You'll notice I'm forcing attribute values to be surrounded by single quotes -- don't worry about that. The case that it breaks on is if the last attribute value doesn't have anything around it.

<table width=100 border=0>

comes out of the regex replace as

<table width='100' border='0>'

with the last single quote incorrectly outside of the tag. I've confessed before that I'm not good at regex at all; I just haven't taken the time to understand everything it can do. So, I'm asking for some help adjusting the EvaluateTag regex so that it can handle this final case.

Thank you!

A: 

The first RegEx function will pass EvaluateTag the entire match, which is the entire HTML tag.

But EvaluateTag doesn't ignore the final greater-than character...

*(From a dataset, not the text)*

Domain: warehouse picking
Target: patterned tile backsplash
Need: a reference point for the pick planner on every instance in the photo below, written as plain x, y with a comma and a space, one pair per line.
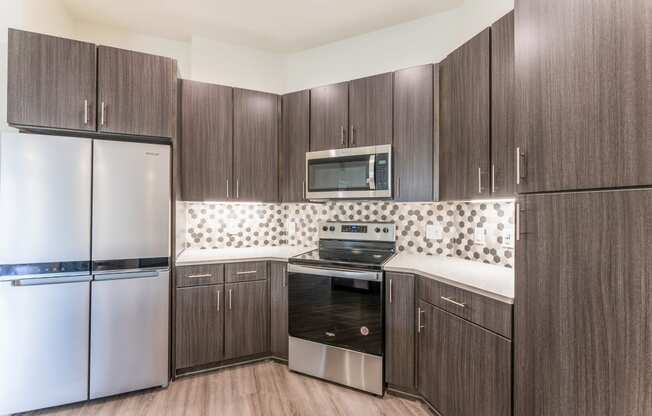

I'm afraid I haven't had enough caffeine yet to work through the entire expression, but this adjustment may work (added a greater-than in the character list):

 Private Function EvaluateTag(ByVal match As Match) As String
   Dim attributes As String = "\s*=\s*(?:(['"">])(?<g1>(?:(?!\1).)*)\1|(?<g1>\S+))"
   Return Regex.Replace(match.Value, attributes, "='$2'")
 End Function
richardtallent
That didn't quite work. Actually, it didn't have any effect at all on the original regex.
Cory Larson
A: 

richardtallent's explanation of why the regex wasn't working pointed me in the right direction. After playing around a bit, the following replacement for the EvaluateTag function seems to be working.

Can anybody see anything problematic with it? The change I made is in the last group after the pipe. Maybe it could even more simplified further?

 Private Function EvaluateTag(ByVal match As Match) As String
   Dim attributes As String = "\s*=\s*(?:(['""])(?<g1>(?:(?!\1).)*)\1|(?<g1>[^>\s]+))"
   Return Regex.Replace(match.Value, attributes, "='$2'")
 End Function

If no one responds I'll probably accept this as the answer. Thanks again!

Cory Larson